The show was at Origin Gallery 27th May- 20th June 2016

Diarmuid McNevin was born in Dublin in 1968. After emigrating Ireland in the late 80’s and working on building sites abroad, McNevin found himself one evening in 1987 in MOMA (Museum of Modern Art – NY) and says he had an experience that was “like a light bulb being switched on in his head.”He returned to Dublin in the early 90s and went to D.I.T Art College, graduating with a distinction. His first solo show at the Kevin Kavanagh Gallery followed soon after in 1996. Diarmuid had also worked in the fields of music and film; he was Co Director of a film called ‘Frederick Douglass and the White Negroes’ for TG4 – and is now destined for Amsterdam International Documentary Film Festival in November of this year.

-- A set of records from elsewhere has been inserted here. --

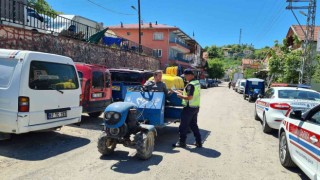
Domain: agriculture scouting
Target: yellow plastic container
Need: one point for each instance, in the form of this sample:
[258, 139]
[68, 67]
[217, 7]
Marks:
[172, 81]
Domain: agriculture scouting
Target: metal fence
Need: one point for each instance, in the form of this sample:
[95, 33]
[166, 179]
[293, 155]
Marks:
[17, 13]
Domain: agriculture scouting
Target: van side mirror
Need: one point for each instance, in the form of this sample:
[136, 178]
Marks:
[296, 115]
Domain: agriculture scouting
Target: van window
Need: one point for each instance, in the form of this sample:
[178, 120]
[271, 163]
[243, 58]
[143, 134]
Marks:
[47, 76]
[108, 80]
[126, 77]
[7, 67]
[97, 79]
[80, 74]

Though songwriter and lead singer in a band called ‘Northlight‘, painting has remained his first love. He has exhibited widely throughout Ireland and his current show in Origin will be his 7th solo show. Diarmuid’s work features in numerous private collections. His public collections include the OPW, Meath County Council and the D.I.T.

iomramh (pronounced imram):

a journey in space and time (a voyage of discovery)

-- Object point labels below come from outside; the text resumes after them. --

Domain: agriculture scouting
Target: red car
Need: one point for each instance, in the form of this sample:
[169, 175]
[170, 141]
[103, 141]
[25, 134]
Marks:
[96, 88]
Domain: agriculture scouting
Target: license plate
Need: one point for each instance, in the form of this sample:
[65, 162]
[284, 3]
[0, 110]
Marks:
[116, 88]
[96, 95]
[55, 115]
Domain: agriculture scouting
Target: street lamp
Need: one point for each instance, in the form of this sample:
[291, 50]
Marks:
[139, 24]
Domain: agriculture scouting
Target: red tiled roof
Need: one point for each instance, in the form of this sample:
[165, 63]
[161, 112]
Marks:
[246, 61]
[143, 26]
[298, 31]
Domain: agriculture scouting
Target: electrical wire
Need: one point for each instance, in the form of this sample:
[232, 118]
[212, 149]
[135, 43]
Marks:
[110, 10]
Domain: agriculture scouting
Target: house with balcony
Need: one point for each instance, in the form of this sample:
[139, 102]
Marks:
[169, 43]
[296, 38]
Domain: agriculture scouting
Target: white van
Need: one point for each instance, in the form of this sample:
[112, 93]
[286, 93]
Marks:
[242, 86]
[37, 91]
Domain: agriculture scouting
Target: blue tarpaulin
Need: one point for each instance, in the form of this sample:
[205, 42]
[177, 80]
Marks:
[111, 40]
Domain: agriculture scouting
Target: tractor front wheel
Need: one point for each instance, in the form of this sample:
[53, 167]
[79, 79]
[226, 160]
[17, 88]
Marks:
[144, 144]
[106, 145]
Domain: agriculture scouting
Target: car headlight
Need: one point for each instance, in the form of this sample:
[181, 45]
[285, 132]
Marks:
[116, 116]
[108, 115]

An iomramh is a class of old Irish tale concerning a hero’s sea journey to the otherworld. Each of these journeys ostensibly takes place in the physical world, but in parallel with this they are, on a deeper level, also journeys to oneself.

The unconscious and transformative aspect of the ocean was acknowledged in ancient Irish spirituality (the iomramha) and also by the ancient Greeks (the Odyssey etc) and into the modern world with Herman Melville in Moby Dick and even in the work of Sigmund Freud.

Diarmuid feels art approaches the spiritual. He believes that the artist needs to withdraw from the world in order to return to it enriched by some experience gained through the artistic process. Therefore the final art work is a point along the trail of a journey that the artist has made in order to know themselves and the world more deeply. So the artistic process is a kind of Iomramh in itself.

The artist has always been fascinated by life at the edge because he believes that this is where the conscious and the unconscious meet and this is where art and spirituality reside. It’s perhaps for this reason that many of the themes in the current show are based on sea caves along the west coast of Ireland, such as those in Ballinskelligs bay, mentioned in Michael Kirby’s work: Cuas na Léime and Cuas na Móna, to name two. Others are evoked by the writers of the Blaskets such as Tomás O’Criomhthain “and to hear the sea-tide, lonely in the caves”. Diarmuid thinks of these paintings as journeys into darkness and back into the light again…

His work in painting has been paralleled with a strong interest in the sea and with boat building. He has undertaken voyages in boats built by himself to islands off the coast of Ireland, and the work contained in this show is based on these experiences.